Ishizu’s success was only just beginning. Riding the wave of a restructured Japan’s “Economic Miracle,” VAN Jacket embarked on a decades-long campaign to popularize menswear and essentially create its own customers. The company’s effort peaked with Take Ivy (1965), a menswear bible detailing the shirt-and-coat style of the students attending Ivy League schools. For VAN, Take Ivy was more than a book – it was a catalog.
It was also an instant national success.
In one fell stroke of content marketing, Japanese clothing promotion had a secret sauce. If you were a brand, starting a trend would now require research, production, and ruthless publication. If you were a magazine, a surefire way to sell issues involved overseas travel and product-focused documentation. Working in tandem, entire cultures could shift between seasons.

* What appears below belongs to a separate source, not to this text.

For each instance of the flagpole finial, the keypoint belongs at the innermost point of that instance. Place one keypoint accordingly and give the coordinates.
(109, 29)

It didn’t take long for theory to become practice. Catalyzed by magazines like Ski Life (1974) and Made in USA (1975), disinterest in now decades-old “Ivy” gave way to “Heavy Duty,” a vision of outdoorsy American workwear equals parts Red Wing and The North Face. Down jackets and chore coats replaced navy blue blazers. Loafers gave way to Danner Mountain Lights. The style stuck. Then it morphed. Then it stuck again.
Two decades after the end of occupation, four-pocket field jackets and brown leather boots were back to stay.
Today’s Japanese outerwear brands owe both their reputations and their obsessions to the wave that crested with Heavy Duty. While later punk movements would introduce the MA-1 jacket to this military-inspired lexicon, brands like Visvim and White Mountaineering lean heavily on the rough, cotton/nylon utility aesthetic first introduced by surplus garments then stoked later by Heavy Duty. Even the “trendiest” styling of this period remains just as relevant today—a testament both to its creative influence and its continued reproduction. In fact, in many ways, the rugged Westernized styles imported during Heavy Duty have never gone out of style.
With a past this storied and a future decades in the making, outerwear-obsessed Japanese brands continually present some of the world’s true grails.